What to watch out for in GBP in the next three months

Sterling has had a pretty hideous second quarter – only gaining against the Swedish krona and the New Zealand dollar in the G10 between the beginning of April and the end of June. The pound also hit a 7-month lows against the USD in June so can we expect further losses in Q3?

Here are three things that will determine the pound’s progress through the next 3 months.

The progress of the Customs and Trade Bills

In June the Brexit conversation focused in on the EU Withdrawal Bill and a possible rebellion by Conservative MPs against the Government over a ‘meaningful’ vote on the terms of Brexit. Ultimately, however, the rebels folded and the bill passed.

Of course, there will be more skirmishes between Brexiteers and Remainers during Q3 too. By July 24th, for example, two bills on trade and customs have to go before Parliament and the amendments on those will probably generate even more rebel support. For now, Theresa May is safe in No.10 too; more as a result of the fact that nobody actually wants her job until April next year (i.e. after Article 50 expires) rather than any particular endorsement of her premiership.

Mostly Brexit is played out behind the scenes but headlines from both Westminster and Brussels can always upset the apple cart.

The August Bank of England meeting

Coming in August, this meeting is also a Quarterly Inflation Report and as such will see a press conference, a new set of economic forecasts, the minutes of the August meeting and a rate decision all within a 30 minute period. Following the decision to not hike rates in May, those who were looking for a rate hike then have transposed the same arguments on to the August meeting.

We originally thought that the Bank of England would hold off on a 25bps increase in August given that the initial reading of UK GDP for the second quarter is due 10 days after the Bank of England’s Quarterly Inflation Report; however, tomorrow will see the Office of National Statistics publish its first ever monthly GDP report covering the month of May which Carney has said would give the Bank of England enough information to go on.

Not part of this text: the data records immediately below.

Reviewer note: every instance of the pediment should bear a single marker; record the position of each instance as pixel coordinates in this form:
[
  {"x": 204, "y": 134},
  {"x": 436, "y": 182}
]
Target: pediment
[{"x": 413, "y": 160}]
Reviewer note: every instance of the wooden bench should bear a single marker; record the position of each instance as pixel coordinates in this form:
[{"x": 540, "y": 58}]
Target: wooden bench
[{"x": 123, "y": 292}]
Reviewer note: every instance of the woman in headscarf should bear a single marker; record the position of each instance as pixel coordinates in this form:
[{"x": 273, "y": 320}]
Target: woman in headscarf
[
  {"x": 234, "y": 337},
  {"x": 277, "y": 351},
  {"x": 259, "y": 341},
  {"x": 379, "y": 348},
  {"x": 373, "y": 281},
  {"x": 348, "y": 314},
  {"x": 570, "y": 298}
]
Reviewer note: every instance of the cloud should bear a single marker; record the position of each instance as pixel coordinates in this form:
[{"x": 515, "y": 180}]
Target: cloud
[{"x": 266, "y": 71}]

We’re not fans of raising rates at the moment but it does look like it will happen in August as inflation pressures build once again. Unfortunately, sterling has decoupled from Bank of England interest rate expectations and a hike in interest rates therefore will not immediately translate into a run higher for sterling.

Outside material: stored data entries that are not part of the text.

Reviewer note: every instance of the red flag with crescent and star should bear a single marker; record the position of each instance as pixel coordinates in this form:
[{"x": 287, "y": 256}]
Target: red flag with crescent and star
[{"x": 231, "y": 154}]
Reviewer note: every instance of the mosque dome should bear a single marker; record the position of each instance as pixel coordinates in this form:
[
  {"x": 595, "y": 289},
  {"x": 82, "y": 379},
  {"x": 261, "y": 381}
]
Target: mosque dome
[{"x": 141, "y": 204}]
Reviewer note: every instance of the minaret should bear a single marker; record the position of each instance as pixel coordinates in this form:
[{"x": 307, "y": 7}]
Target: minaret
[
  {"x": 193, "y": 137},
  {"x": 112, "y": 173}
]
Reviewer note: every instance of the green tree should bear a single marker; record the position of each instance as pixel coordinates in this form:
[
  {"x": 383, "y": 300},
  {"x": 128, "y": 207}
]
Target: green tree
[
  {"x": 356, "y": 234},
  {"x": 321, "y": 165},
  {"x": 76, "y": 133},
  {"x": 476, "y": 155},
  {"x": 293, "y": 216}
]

The Bank of England’s next meeting is at noon on August 2nd and interest rate expectations markets put an 82% chance of the base rate increasing then for the second time in 12 months.

Inflation – not going away any time soon

Wage growth might have overtaken inflation during Q2 but inflation remains an ever-present risk at the moment. Movements in oil markets are starting to concern those who had thought the spectre of inflation had diminished in recent weeks with the cost of a barrel of crude oil rising to the highest level since 2014.

While not many of us buy barrels of oil, many of us are drivers and more still depend on the goods and services that are in some way transported by road, rail, sea or air. Oil prices touch every industry in some way and higher oil prices could drive inflation back above wage settlements in the very near future.

A move back to negative real wages will be seen as bad news for the UK economy given the emphasis placed on consumption.